A. Yes: dc. For binary->decimal, use "2i"; for binary->hex, use "16o2i"
   (or, if you're a real bit-banger, "2i10000o"). Please note that
   "2i16o" is *NOT* correct.

Comment
	For those without a Palm and IPcalc, dc is a gift from the gods
	when mucking about with networks. Spend a few minutes learning
	to use it.

===============================================================================

Q. What is CIDR?

A. Classless Inter-Domain Routing. Traditional subnet masks apply only to
   local networks; CIDR extends these subnets across an internet.

===============================================================================

Q. Most modern Unix systems store three times for each file; what are
   their names and meanings?

A. 1) Access time (atime); when the file was last read OR written.
   2) Modification time (mtime); when the *file* was last modified.
   3) Change time (ctime); when the *inode* was last modified.

Comments
	Unfortunately, more than a few candidates (even very senior
	ones) think ctime is "creation time." :-( Never was, and
	probably never will be.

	Knowing the names isn't enough; I want them to be able to
	explain the relationship between the three times, too.
	Specifically, a change in mtime implies a change in atime as
	well (but not the reverse); a change in either atime or mtime
	implies a change in ctime as well, but chown/chmod/chgrp change
	only ctime.

===============================================================================

Q. Please diagnose the problem described in the following situation:

   A new system was attached to a Cisco 5509 Ethernet switch; RedHat
   Linux was installed, the network was configured, and everything was
   working just fine. The system was then moved to a different port on
   the Ethernet switch (using the same cable); at this point, the
   network hung. *NOTHING* else had changed; both the Ethernet switch
   and the NIC showed link lights, and based on the flashing lights,
   traffic seemed to be getting from the system to the switch; however,
   no replies were received, and the system -- which had been using the
   network just fine less than 15 second ago -- now couldn't communicate
   with anything else on the network. We quickly tried another Ethernet
   cable; no difference. Suddenly, about a minute later, everything
   started working again. What had happened, and why?

   Additional information: 1) *Everything* on the Linux box was working
   correctly. 2) The "tcpdump" command showed packets going out, but
   no packets ever came back. 3) Had we run "tcpdump" on another node
   and watched ping traffic between the two nodes, everything would have
   looked like it was working. 4) The same things would (most likely)
   have happened with a different Ethernet switch (either model, vendor,
   or both).

A. Many (most?) Ethernet switches keep tables of which MAC addresses are
   associated with which ports.

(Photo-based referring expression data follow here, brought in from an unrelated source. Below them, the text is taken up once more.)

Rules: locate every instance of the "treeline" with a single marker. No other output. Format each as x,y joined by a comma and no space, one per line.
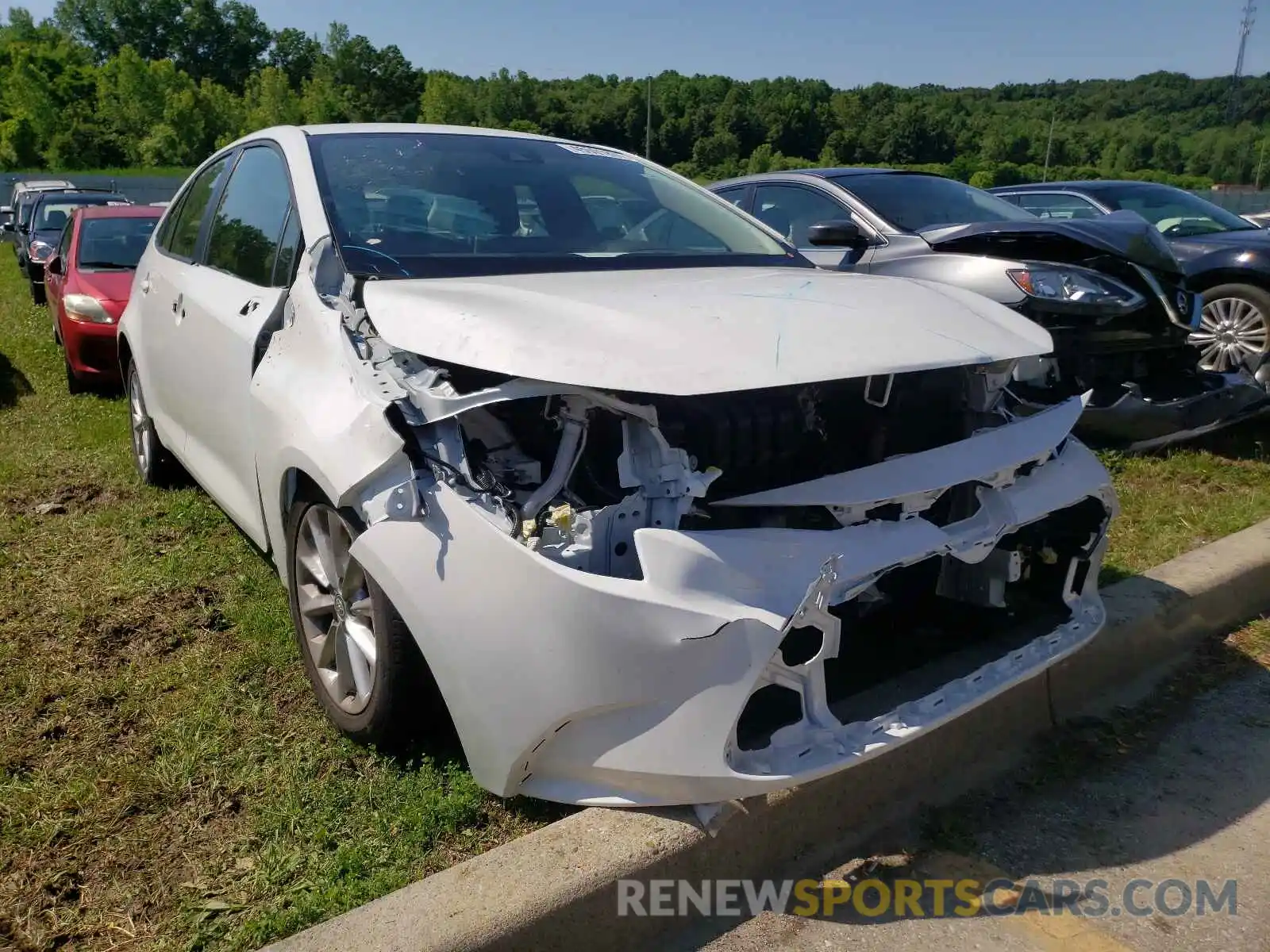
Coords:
163,83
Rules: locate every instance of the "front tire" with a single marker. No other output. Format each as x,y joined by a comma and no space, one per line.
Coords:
359,654
1233,328
152,457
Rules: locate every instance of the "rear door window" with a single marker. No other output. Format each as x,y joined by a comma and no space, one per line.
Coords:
181,238
248,225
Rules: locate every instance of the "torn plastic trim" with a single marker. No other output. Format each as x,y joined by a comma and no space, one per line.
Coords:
1137,424
818,748
1174,317
637,683
768,569
990,456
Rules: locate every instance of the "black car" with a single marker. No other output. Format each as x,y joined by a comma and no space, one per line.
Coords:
1226,257
42,230
1110,292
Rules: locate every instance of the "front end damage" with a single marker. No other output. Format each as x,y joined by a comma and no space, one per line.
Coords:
634,601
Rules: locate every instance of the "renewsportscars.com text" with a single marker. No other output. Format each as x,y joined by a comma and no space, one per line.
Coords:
903,899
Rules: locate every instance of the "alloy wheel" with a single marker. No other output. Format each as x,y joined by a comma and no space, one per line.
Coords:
1232,332
336,608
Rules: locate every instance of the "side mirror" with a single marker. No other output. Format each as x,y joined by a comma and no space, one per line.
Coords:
836,234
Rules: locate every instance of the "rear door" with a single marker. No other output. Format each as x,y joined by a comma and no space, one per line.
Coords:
164,274
233,300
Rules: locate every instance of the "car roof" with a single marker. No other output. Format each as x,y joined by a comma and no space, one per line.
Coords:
90,197
825,173
365,127
120,211
1081,186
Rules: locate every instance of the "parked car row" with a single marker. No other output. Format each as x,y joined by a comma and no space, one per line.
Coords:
785,480
1227,258
79,248
1130,321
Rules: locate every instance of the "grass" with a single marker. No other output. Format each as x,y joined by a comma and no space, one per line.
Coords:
1099,744
167,780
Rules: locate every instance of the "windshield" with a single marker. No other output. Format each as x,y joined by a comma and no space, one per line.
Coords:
111,244
1175,213
924,202
52,213
25,205
437,205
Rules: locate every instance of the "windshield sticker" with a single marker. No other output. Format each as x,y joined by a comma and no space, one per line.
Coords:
592,150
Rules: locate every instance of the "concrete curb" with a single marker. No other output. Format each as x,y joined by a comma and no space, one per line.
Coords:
554,889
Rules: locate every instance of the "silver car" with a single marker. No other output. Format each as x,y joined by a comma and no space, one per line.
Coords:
1109,291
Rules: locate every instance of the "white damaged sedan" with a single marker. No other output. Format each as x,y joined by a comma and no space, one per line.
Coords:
554,442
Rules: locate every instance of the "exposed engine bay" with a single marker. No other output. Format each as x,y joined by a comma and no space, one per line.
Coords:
930,583
575,474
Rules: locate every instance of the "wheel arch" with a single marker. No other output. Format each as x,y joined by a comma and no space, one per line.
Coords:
1214,277
125,357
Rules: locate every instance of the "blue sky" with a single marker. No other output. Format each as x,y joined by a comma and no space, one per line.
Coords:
846,42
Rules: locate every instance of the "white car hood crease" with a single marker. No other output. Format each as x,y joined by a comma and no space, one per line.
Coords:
696,330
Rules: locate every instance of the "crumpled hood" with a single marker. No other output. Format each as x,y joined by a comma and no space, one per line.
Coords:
1124,234
696,330
1187,249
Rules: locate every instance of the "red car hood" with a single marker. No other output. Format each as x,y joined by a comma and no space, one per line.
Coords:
105,286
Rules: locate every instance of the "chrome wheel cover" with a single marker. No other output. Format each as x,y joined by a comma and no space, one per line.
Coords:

Some (many? most?) switches don't check
   every packet against this table; instead, they have some sort of
   time-out mechanism. Until that mechanism clears the MAC address from
   the old port, the switch continues to (mis-) direct packets to the
   old port. This explain why ping appears to work on the target test
   node, but the recently-moved node never gets a reply.

Comments
	I don't really care if the candidate figures out the cause of
	the problem. This is one of those questions that's designed to
	show how a candidate approaches problems. I'm far more
	interested in the process than in the solution.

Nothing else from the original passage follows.